La biografía de Lhasa de Sela habla de mudanzas varias: además del nomadismo con la familia grande, años después se unió a la compañía circense de sus hermanas, cantó de muy joven en bares canadienses, pasó años en Marsella componiendo su segundo disco, The Living Road, y luego terminó de asentarse en Montreal, donde se había mudado por primera vez muchos años antes y donde murió la semana pasada.

Su segundo disco, The Living Road, está compuesto en tres idiomas, sus tres opciones verbales: el castellano, el inglés y el francés.

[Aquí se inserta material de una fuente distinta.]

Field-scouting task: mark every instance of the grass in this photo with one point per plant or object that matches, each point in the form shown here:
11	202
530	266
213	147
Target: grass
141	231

La voz grave, dramática y a su modo juguetona aparece todavía más concentrada, recorriendo géneros que van desde la chançon francesa –por momentos recuerda al despojo de Barbara–, hasta la saeta, la serenata, y algo de una liturgia poco convencional. También editado en Argentina como La llorona (por Random Records), este mapa íntimo vuelve a hermanar el viaje –sugerido por los cambios de lengua y los géneros– con un trip flotante. En toda su obra sobrevuela un apego estético evidente por lo triste, una nostalgia constitutiva, tal vez rastreable en esa cantidad de despedidas que tuvo que afrontar desde pequeña, mudándose de un lado a otro del mundo. Su afición por el sollozo se conjuga con tanta maestría con la melodía dulce que sus canciones se convierten en perlas inclasificables, terrenos acuosos, a veces traslúcidos, a veces pantanosos. En vivo, por lo que se puede ver en algunos de los registros de recitales a lo largo de los años que aparecen en su página, el ceño fruncido aparece tantas veces como las sonrisas frescas, graciosas y vitales.

Este año editó su tercer disco, Lhasa, en donde emergen, acaso con más presencia que en los anteriores, el blues y el jazz, envolviendo de un color diferente a composiciones de sensibilidad escalofriante, entonadas en inglés con una voz brillante.

El legado de sus hermosas canciones está entre nosotros y la cita descontextualizada de palabras de la artista acaso sirva, un poquito, para sopesar el sentimiento de tristeza que empaña en estos días: “Cuando algo es bello es bello para siempre”.